Cousin Ines is a college student who collects insects and takes Tomas searching for the blue dragonfly Orthetrum coerulescens — catching which will make him the most intelligent person in the world.
In a town where soccer rules, Uncle Simon is obsessed with rugby. He has traveled to Wales to be a linesman and now he is secretly constructing a rugby pitch on the fairway of a golf course.
A friend of Tomas' aunt tells stories about her lover, a famous architect, eventually revealing why they never married.
And cousin Mateo becomes intrigued by stories about his grandfather, a master carpenter who took part in a carpentry competition with a Welshman.
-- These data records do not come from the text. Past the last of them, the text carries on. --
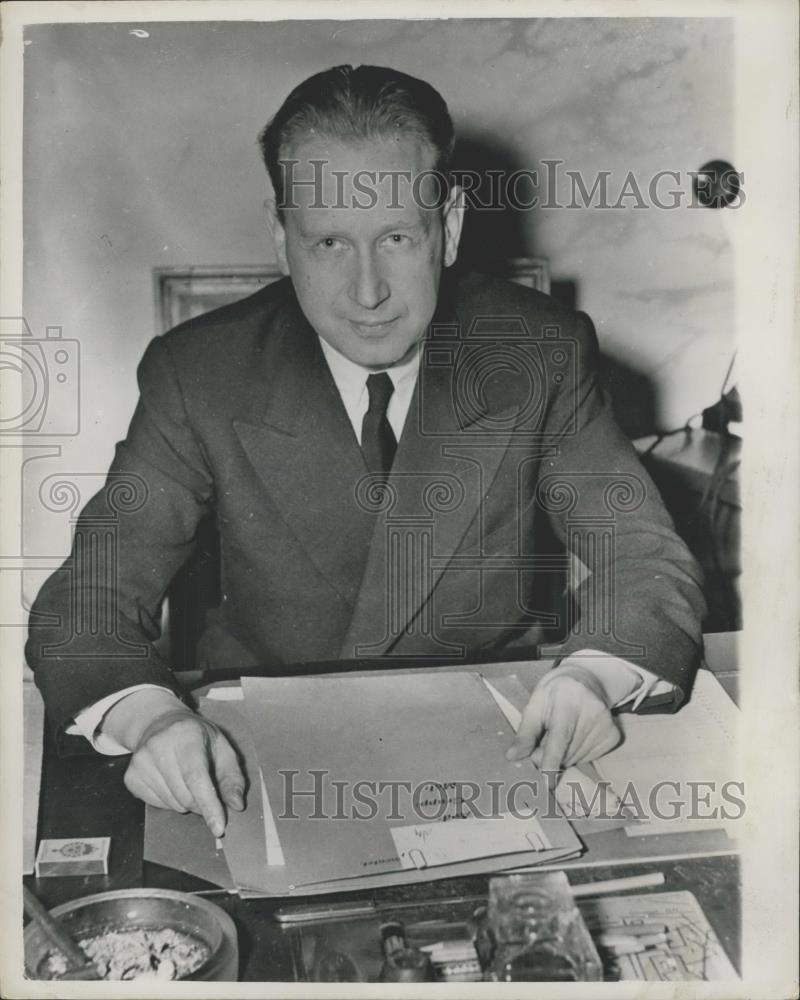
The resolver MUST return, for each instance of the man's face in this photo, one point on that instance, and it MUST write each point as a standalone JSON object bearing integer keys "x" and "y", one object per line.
{"x": 367, "y": 278}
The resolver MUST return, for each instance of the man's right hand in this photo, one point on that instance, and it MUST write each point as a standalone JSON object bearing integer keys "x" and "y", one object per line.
{"x": 180, "y": 761}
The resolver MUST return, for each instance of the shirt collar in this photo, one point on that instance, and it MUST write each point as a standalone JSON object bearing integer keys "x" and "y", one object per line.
{"x": 351, "y": 378}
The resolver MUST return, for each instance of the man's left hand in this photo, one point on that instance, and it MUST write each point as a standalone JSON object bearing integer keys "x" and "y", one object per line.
{"x": 567, "y": 721}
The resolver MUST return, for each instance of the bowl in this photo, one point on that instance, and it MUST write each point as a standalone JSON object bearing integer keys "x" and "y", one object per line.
{"x": 139, "y": 909}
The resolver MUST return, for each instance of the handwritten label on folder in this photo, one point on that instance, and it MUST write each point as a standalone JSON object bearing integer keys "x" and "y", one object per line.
{"x": 423, "y": 845}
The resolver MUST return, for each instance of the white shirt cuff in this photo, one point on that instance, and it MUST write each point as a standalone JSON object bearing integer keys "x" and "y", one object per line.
{"x": 649, "y": 684}
{"x": 87, "y": 722}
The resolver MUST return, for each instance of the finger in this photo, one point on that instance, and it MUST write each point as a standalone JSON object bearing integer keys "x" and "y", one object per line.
{"x": 601, "y": 741}
{"x": 139, "y": 788}
{"x": 158, "y": 777}
{"x": 595, "y": 724}
{"x": 530, "y": 729}
{"x": 556, "y": 744}
{"x": 230, "y": 780}
{"x": 198, "y": 781}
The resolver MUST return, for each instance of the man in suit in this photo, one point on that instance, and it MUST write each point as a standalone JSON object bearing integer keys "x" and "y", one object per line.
{"x": 395, "y": 462}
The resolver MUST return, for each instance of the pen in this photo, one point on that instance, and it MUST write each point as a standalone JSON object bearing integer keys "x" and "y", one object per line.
{"x": 617, "y": 885}
{"x": 618, "y": 942}
{"x": 307, "y": 913}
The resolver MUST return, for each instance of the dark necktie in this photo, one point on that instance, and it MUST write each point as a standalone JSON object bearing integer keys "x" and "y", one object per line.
{"x": 378, "y": 442}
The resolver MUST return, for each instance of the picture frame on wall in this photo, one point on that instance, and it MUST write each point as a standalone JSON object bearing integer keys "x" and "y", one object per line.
{"x": 182, "y": 293}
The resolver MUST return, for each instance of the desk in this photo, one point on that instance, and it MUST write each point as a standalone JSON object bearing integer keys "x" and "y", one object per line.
{"x": 86, "y": 797}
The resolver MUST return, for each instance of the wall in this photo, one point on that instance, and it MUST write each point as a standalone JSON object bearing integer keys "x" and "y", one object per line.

With only a few dark strands, Plants Don't Drink Coffee is a joyful and lighthearted celebration of life. Its stories involve strange and wonderful events but are never fantastic or surreal: the presentation is realistic, anchored by the concreteness of the details and the innocence of the child's perspective. The offbeat plot elements are part of the attraction, however, along with the liveliness of Elorriaga's writing.
Note: I read this to my six year old and she loved it. It was quite a nice way to introduce narrative complexity, with different points of view, temporal complexity, and some epistolary elements. A reworked version of Tomas' strand of the story was published separately as a children's story "The Ears of Grasshoppers", though that has not been translated into English.